The Trump government will return some asylum seekers to Mexico on Friday to await their US Immigration Court hearings, the first step in implementing a new border policy announced last month.
A US official said as part of the program Beginning at the San Diego border, selected migrants are being rejected after being processed by US immigration officials and announced in a US immigration court in a month, US officials said The US will determine how many migrants are sent back to Mexico every day, but does not specify how many will be. The Minister of Interior for Security, Kirstjen Nielsen, and Foreign Minister Mike Pompeo have announced the plan in response to the large number of migrants, mostly from Central America, to apply illegally across the border or asylum at the ports of entry. Ms Nielsen said in congressional reports that a change is necessary because current policies allow asylum seekers "to disappear into the United States."
Fleeing violence from her hometown in Honduras, Gabriela Rodriguez and her daughter traveled thousands of miles to Mexico. US border in Tijuana. The Wall Street Journal followed her as she weighed her options to move to the US, hoping to leave her past behind. Photo / Video: Jake Nicol / WSJ
In December, the Mexican government said it would leave migrants from Central America in the country while waiting for US hearings. They will receive humanitarian visas to stay and work. Officials also said that they had met with American colleagues on several occasions to discuss timing, technical details and logistics to ensure that asylum seekers had access to their lawyers.
The new approach to the border follows a steady increase in the number of families crossing illegally ̵
In December, Border Patrol agents arrested more than 27,000 people traveling as families, a record number of these migrants in a single month. Since the start of the government's tax year in October, more than 77,000 such migrants have been detained.

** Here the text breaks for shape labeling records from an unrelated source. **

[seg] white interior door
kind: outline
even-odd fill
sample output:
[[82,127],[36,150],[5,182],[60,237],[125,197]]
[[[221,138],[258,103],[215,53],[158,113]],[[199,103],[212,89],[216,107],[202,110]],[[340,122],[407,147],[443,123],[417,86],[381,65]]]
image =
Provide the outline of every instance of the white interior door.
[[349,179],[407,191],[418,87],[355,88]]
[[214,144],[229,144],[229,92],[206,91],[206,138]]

In the past fiscal year, a record number of asylum-seeking immigrants traveling as family members – more than 107,000 – were arrested at the border and released to the US community. Most adults are equipped with a location tracking bracelet and instructions on when and where to report to the immigration authorities, but few other pointers.
A Judge's final status decision may take years, with a backlog of more than 809,000 years.
Immigration lawyers have rejected the policy and promised to fight it. Many are concerned with the rights of migrants in a complicated legal process and their access to lawyers.
Shaw Drake, political advocate for the American Civil Liberties Union's Border Rights Center in Texas, said the ACLU left "every option open" to challenge the administration's efforts, and specific legal action, he said, "will depend on how and what the administration rolls out. "
Customs and Border Guard officials at San Ysidro, the busiest legal border crossing point for migrants seeking asylum, sent an average of about 10% to 80 migrants per day to the San Diego-Border crossing Tijuana, Mexico The port of entry can accommodate about 300 people, but some migrants are held there for a few days, which limits the number of new arrivals.
Thousands of people are waiting in Tijuana for their crossing Asylum seekers, arranged according to the date of arrival, are cared for by migrants, and every morning, in a square, those are announced in turn.
As this program enters service in San Diego, it will change elsewhere in the handling of migrants seeking refuge at other legal intersections and those illegally arrested crossing the border. Illegal border crossings are very different along the border, and agents on some routes see hundreds of people per day confronting and seeking asylum.
Those returning to Mexico will be able to return to the US on their day of residence and will be held at the border and brought to trial by Immigration and Customs Enforcement. They are later brought to Mexico and left for further hearings in the US.
Most asylum seekers come from violence and poverty-stricken Central American nations such as El Salvador, Guatemala, and Honduras, traversing Mexico on their journey north. Immigration policy advocates have criticized the policy for fear that vulnerable migrants might become victims while waiting in Mexico.